WhiteCoat

Healthcare Update — 06-01-2012

Sorry I’ve been “off the grid” this week. Upcoming diary post about why …

The drip that keeps dripping. Cases of gonorrhea up 25% in England in the past year – up 61% among homosexual males and young heterosexuals. New cases totaled just under 21,000 last year. Many of those cases were drug resistant. According to the article, it seems like chlamydia should be the larger concern. There were 186,000 new cases of chlamydia in England last year.
People in the comments section to the article think there is some biblical meaning to the uptick in STDs and compare current society to the Roman empire. Yyyyyyyeah.

The attack of the zombies. First, it’s a naked man … in Florida … who was shot and killed by police after he was found eating the face off of another man. The police ordered the man to stop and he looked up at them with blood on his face and growled.
Then porn star allegedly kills man and mails body parts to different Canadian political party headquarters.
Now a college student and former ROTC member in Maryland has been arrested for eating the brain and heart of the roommate he murdered.

If you work in an emergency department and don’t have tears of laughter streaming down your face after watching this, there’s something wrong with you. Toronto Emergency RN, thanks for making my day.


Another unfortunate soul without a means of transportation steals an ambulance out of an emergency department ambulance bay, then drunk drives it around town before crashing it into a parked car.
Take the keys with you when you drop off patients, all you bamblance people. It’s not like these brainiacs are committing grand theft auto by hotwiring the vehicles.

Jury awards estate of married man with two children total of $5 million when cardiologist fails to warn him not to engage in activity after the man sought evaluation for chest pains. The patient died one day before having his scheduled stress test. The jury’s award was decreased to $3 million due to the patient’s contributory negligence … he died while having sex in a threesome with another man and a woman who was not his wife.

Growing trend. Before getting medical treatment to patients, more doctors are requiring that patients sign an arbitration agreement. Some agreements limit recovery for non-economic damages to $250,000. Plaintiff’s attorneys are not happy about it, but courts are upholding the agreements when they are challenged.

California economics professor and Cato Institute adjunct scholar advocates increasing liability in medical malpractice cases so that society can sue its way to better health care. Increasing liability to improve performance … good idea. I propose that we begin by creating a new tort with limitless caps for economics professors who publish uninformed articles.

5 Responses to “Healthcare Update — 06-01-2012”

  1. girlvet says:

    I can so relate to the hitler/ER charge nurse thing…it is so true. In fact that may have been me Tuesday afternoon.

  2. Matt says:

    The economics professor did not propose increasing liability. The liability exists. He proposed removing damage caps, which do not have anything to do with “better health care”, but rather “more profitable insurers”.

    From the article:

    “Critics of the legal system point out that many cases of negligence are not reported or adjudicated. However, every review has found claims are concentrated among a very small subset of physicians; less than five percent of physicians are responsible for the overwhelming share of claims. Even if a large percentage of negligent actions are not reported, it would seem that the present system works in identifying physicians whose practice patterns put patients at risk.
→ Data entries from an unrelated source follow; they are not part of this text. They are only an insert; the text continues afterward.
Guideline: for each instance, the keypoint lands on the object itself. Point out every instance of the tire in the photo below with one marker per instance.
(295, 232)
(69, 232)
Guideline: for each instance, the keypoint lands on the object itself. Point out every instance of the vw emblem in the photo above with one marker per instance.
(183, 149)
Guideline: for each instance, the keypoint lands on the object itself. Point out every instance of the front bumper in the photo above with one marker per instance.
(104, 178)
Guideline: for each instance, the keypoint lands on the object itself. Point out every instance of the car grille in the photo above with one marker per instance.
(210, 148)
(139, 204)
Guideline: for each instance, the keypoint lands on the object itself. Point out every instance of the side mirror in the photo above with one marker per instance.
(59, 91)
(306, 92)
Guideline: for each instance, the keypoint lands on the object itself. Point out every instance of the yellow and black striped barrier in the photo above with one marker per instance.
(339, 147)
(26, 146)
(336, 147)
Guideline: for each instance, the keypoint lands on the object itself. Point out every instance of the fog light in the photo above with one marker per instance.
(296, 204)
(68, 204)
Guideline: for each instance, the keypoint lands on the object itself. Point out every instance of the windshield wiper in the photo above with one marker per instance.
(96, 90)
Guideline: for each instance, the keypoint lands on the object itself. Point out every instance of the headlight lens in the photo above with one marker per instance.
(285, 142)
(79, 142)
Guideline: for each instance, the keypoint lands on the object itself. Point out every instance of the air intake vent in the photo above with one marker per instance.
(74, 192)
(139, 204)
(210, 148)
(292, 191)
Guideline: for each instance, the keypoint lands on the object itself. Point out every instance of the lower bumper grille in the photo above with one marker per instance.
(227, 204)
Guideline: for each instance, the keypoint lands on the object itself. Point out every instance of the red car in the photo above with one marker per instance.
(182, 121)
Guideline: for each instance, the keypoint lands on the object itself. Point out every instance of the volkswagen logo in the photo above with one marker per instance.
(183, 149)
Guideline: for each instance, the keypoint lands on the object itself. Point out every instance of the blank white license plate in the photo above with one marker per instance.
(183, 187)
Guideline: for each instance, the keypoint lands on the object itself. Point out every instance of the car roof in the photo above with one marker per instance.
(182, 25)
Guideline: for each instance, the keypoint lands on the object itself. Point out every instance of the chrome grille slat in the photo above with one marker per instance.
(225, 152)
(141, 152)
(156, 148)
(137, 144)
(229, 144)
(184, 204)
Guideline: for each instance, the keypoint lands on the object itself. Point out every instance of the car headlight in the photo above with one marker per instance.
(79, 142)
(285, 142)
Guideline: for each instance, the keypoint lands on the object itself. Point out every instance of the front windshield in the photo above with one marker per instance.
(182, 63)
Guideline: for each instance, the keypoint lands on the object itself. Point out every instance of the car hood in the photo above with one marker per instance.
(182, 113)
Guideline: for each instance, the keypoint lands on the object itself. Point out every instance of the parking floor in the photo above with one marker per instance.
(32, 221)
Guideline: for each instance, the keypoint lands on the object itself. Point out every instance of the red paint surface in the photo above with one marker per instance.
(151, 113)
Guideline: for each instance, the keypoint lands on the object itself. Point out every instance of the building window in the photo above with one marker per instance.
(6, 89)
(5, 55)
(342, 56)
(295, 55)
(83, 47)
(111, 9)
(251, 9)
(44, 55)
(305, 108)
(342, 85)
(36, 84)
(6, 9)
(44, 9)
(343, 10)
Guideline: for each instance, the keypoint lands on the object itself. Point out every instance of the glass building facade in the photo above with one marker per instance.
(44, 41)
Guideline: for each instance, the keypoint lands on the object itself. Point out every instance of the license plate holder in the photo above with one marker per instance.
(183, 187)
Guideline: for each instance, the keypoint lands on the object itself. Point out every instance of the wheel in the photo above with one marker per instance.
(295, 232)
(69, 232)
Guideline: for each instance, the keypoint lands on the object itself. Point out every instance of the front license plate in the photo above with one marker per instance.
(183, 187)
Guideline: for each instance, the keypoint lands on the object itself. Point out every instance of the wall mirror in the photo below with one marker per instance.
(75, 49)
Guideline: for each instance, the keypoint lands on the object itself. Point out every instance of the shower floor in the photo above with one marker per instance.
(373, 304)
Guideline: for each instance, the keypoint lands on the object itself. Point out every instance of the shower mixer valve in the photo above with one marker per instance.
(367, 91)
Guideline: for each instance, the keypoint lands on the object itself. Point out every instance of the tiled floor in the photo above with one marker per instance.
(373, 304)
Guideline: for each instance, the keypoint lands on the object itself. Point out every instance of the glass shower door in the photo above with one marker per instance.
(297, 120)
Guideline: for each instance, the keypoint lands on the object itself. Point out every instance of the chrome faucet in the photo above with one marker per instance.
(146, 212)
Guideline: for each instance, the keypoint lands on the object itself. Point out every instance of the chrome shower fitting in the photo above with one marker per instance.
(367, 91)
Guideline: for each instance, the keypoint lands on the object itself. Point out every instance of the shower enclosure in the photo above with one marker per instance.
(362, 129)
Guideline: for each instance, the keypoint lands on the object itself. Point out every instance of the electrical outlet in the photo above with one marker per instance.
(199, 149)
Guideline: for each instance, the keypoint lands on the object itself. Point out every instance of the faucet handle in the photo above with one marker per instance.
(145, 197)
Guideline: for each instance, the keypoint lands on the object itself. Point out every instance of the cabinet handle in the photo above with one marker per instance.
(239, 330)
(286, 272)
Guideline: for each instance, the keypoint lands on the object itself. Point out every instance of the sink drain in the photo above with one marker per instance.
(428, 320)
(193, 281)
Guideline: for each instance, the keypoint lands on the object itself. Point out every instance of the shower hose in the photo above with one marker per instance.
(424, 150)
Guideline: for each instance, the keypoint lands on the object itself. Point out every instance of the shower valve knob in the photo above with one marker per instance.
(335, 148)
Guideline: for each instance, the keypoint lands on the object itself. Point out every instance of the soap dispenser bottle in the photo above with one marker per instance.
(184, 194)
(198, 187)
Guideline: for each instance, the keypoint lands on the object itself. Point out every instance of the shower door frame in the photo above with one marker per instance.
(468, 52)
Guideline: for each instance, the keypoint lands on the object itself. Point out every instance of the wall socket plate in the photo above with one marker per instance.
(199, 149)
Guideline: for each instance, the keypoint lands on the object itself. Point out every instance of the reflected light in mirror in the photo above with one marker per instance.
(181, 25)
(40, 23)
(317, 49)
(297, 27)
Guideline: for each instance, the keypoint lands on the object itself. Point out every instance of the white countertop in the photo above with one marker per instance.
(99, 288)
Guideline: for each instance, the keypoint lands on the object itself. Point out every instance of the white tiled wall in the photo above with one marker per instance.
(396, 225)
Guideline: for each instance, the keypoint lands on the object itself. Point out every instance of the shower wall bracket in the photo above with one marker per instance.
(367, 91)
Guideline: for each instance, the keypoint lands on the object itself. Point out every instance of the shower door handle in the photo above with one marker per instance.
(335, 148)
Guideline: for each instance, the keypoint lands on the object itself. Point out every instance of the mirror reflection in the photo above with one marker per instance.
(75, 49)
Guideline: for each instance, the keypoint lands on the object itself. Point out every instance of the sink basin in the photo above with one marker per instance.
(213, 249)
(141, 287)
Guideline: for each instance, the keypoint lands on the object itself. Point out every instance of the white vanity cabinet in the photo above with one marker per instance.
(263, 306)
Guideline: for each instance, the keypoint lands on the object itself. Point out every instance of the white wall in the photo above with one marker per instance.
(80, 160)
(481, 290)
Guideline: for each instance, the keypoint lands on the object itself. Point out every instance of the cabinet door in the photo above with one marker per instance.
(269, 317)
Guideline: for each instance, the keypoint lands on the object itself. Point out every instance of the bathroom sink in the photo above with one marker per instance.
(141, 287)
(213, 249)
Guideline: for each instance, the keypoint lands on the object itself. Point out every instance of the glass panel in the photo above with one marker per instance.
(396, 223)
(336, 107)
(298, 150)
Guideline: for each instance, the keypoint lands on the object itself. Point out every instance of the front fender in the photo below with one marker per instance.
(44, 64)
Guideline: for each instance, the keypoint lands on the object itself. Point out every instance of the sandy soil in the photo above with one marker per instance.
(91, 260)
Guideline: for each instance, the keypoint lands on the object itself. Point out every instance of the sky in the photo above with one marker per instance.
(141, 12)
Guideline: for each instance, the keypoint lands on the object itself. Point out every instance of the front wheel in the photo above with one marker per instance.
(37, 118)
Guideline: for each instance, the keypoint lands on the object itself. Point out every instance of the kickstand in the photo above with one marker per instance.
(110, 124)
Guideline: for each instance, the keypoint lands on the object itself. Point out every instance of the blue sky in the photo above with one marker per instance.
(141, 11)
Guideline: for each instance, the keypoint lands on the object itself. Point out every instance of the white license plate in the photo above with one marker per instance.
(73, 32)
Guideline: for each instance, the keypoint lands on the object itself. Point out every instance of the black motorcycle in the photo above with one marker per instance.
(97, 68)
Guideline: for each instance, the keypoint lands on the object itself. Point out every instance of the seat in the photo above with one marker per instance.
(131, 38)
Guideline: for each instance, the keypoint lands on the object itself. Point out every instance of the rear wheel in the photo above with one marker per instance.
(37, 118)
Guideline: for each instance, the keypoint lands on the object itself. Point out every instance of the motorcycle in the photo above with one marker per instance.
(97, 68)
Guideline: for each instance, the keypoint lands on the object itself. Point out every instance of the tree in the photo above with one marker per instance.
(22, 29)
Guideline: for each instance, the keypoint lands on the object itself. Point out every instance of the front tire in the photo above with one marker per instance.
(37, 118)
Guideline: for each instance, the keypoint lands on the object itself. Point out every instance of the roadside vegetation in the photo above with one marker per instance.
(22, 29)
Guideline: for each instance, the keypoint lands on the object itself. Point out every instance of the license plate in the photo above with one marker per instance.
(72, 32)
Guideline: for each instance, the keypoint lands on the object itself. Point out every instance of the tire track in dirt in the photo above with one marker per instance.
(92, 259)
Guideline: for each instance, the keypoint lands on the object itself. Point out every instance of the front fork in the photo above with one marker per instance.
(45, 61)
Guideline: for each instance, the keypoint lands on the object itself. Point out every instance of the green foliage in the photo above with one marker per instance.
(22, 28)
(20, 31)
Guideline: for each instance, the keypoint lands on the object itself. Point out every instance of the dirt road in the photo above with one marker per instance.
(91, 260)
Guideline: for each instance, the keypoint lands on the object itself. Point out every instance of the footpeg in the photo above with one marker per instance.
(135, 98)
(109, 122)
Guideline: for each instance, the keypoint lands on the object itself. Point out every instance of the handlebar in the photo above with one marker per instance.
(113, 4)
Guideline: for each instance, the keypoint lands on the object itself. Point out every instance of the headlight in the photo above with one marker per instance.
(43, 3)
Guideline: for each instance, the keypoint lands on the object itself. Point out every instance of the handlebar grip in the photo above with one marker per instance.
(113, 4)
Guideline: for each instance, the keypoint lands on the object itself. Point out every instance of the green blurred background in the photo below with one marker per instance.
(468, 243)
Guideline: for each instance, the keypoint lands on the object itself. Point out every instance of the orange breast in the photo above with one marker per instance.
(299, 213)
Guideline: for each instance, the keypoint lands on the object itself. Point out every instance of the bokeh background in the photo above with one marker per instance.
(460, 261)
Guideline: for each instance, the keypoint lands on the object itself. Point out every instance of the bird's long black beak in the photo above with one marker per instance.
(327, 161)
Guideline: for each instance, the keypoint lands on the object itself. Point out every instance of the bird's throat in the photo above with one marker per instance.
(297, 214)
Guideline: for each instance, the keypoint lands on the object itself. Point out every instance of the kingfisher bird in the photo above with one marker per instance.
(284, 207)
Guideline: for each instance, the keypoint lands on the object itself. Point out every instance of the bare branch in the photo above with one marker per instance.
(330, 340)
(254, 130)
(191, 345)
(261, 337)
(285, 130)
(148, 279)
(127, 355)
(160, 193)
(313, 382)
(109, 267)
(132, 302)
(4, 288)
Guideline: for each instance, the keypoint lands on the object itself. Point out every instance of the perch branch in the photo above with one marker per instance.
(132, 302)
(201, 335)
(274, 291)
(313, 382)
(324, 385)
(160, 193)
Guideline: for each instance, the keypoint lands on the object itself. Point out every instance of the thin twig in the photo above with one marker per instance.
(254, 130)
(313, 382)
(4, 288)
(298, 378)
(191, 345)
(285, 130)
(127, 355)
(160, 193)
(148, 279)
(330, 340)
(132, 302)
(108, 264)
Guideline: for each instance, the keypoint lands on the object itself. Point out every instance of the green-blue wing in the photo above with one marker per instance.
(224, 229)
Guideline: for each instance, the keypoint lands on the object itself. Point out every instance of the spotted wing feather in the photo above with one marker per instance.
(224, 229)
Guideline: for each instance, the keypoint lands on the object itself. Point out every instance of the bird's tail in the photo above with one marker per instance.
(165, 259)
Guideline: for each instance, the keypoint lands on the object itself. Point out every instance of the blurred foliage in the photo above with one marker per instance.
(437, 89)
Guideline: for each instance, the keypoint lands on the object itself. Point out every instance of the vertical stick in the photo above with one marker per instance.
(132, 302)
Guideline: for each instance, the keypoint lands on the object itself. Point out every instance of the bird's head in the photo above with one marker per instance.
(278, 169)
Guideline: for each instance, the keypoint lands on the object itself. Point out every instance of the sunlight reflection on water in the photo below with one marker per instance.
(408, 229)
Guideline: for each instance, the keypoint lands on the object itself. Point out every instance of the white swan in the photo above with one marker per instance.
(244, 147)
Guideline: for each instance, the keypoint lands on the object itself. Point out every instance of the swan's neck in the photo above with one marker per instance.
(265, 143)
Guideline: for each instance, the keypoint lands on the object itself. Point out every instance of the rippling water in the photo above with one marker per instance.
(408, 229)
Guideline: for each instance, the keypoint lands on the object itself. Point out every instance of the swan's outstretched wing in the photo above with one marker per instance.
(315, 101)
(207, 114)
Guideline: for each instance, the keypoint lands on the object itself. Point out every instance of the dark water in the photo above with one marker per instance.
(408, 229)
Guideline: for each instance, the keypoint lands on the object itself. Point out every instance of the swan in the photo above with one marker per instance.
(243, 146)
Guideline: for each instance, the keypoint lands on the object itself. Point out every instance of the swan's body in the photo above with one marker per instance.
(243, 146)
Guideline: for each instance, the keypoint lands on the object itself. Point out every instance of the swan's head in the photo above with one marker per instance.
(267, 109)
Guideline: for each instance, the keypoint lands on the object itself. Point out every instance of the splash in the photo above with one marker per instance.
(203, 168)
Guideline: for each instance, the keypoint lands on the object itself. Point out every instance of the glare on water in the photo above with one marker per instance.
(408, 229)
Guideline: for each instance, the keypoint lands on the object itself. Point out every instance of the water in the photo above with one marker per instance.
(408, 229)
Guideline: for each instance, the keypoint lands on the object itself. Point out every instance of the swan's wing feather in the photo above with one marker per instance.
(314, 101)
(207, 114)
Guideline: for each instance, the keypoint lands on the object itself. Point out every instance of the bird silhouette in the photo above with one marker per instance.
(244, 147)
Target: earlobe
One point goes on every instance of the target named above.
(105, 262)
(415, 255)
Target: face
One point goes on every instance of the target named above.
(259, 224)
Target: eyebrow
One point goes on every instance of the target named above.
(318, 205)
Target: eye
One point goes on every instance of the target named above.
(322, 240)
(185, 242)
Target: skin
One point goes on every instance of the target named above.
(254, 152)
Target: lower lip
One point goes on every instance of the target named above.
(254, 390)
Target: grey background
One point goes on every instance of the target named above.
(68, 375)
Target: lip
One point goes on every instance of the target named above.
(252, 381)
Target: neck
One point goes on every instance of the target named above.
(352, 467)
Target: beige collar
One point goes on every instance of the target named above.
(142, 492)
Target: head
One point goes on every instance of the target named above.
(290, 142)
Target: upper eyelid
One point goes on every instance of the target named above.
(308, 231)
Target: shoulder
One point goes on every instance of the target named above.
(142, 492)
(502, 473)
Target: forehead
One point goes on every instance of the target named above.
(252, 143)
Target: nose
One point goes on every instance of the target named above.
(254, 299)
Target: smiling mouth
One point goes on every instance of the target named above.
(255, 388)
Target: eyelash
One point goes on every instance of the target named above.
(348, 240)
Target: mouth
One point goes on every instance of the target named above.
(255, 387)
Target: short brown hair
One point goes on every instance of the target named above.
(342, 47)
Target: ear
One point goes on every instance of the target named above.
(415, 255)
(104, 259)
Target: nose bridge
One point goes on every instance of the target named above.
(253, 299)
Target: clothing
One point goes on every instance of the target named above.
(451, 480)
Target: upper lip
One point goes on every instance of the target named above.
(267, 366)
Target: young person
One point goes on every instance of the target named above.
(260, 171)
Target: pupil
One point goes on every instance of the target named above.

    For the system to work to reduce practice risk, malpractice premiums must be experience rated — physicians who exhibit risky behaviors must face higher malpractice insurance premiums than their less-risky peers. The conventional wisdom among health policy experts has been that experience rating does not occur. But this is not true: high-risk physicians pay up to 500% more for insurance than their less-risky peers.”

    Now, we can debate all day whether that small percentage of physicians really are being screwed, but either way, do you really want those with multiple paid claims in your risk pool?

  3. SeaSpray says:

    Thanks for posting the Hitler charge nurse and for the subsequent laughs. I do love medical humor.

    Watched it 4 times so far and posted in FB and my blog.

    HILARIOUS! :)

  4. defendUSA says:

    The “Clap” article is not funny, but made me laugh. In Army days, the PA would come to me in the Lab and with gloved hand, produce a slide for me to stain…He almost walked away, but turned and said, “There is no doubt, Smoke,(my nickname)that this guy has got the (holds hands up and claps) CLAP!”
    Texas had a state law that required us to report all STD’s and to notify all sexual partners. Needless to say, it caused a few divorces.

    I personally loved giving that nice, cold shot of penicillin followed by the benemid. It was a silent form of humilitaion for all of them, but it never stopped the behaviors. We even tried giving them a class before going to the field to no avail. On average, if the unit was gone longer than a week, within a day of return to garrison, we saw no fewer than 6 guys and gals. Pretty bad for a small ancillary clinic!